Benjamin Sapp, Ashutosh Saxena, Andrew Y. Ng
When building an application that requires object class recognition, having enough data to learn from is critical for good performance, and can easily determine the success or failure of the system. However, it is typically extremely labor-intensive to collect data, as the process usually involves acquiring the image, then manual cropping and hand-labeling. Preparing large training sets for object recognition has already become one of the main bottlenecks for such emerging applications as mobile robotics and object recognition on the web. This paper focuses on a novel and practical solution to the dataset collection problem. Our method is based on using a green screen to rapidly collect example images; we then use a probabilistic model to rapidly synthesize a much larger training set that attempts to capture desired invariants in the object's foreground and background. We demonstrate this procedure on our own mobile robotics platform, where we achieve 135x savings in the time/effort needed to obtain a training set.
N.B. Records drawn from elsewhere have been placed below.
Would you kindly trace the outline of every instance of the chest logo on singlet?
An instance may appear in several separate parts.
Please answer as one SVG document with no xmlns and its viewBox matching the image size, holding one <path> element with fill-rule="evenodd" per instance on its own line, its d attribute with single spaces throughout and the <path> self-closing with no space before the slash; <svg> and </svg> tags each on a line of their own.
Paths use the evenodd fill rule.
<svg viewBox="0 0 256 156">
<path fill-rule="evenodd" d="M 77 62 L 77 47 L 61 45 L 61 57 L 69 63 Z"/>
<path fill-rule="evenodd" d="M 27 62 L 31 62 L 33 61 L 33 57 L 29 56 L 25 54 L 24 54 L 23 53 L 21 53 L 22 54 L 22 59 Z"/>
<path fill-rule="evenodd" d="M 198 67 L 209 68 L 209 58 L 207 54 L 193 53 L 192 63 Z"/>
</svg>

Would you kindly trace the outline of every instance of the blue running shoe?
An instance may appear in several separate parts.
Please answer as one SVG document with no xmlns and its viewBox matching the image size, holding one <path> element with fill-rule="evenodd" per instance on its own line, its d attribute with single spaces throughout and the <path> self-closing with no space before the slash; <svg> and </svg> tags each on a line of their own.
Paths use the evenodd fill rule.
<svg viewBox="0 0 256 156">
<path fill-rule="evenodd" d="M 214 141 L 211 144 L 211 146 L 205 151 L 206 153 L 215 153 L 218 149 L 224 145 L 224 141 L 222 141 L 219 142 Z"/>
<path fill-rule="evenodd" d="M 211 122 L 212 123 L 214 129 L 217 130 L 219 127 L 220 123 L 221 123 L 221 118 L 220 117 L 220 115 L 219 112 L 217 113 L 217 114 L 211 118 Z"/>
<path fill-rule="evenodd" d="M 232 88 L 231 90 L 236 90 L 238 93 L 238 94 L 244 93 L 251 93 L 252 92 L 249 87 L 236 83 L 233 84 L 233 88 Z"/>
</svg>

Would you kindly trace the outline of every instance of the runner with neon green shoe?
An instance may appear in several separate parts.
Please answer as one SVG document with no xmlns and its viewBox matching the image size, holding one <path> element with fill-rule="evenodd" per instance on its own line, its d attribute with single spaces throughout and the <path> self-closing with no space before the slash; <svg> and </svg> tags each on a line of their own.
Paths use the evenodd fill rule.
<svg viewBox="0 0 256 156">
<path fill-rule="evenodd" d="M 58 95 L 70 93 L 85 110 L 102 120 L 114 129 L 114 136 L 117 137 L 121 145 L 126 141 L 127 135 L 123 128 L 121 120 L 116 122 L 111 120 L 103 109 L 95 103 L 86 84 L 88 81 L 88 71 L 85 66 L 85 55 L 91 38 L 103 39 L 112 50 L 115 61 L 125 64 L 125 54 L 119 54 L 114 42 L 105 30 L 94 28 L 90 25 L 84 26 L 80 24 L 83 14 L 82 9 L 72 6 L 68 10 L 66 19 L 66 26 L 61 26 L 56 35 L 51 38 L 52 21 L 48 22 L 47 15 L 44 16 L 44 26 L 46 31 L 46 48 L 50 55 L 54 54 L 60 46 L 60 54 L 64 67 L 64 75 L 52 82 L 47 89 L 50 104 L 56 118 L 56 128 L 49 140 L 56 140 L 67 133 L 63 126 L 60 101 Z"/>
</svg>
Our data collection method is agnostic to the learning algorithm being used, and applies to any of a large class of standard object recognition methods. Given these results, we suggest that this method become a standard protocol for developing scalable object recognition systems. Further, we used our data to build reliable classifiers that enabled our robot to visually recognize an object in an office environment, and thereby fetch an object from an office in response to a verbal request.
Subjects: 17. Robotics; 19. Vision
Submitted: Apr 9, 2008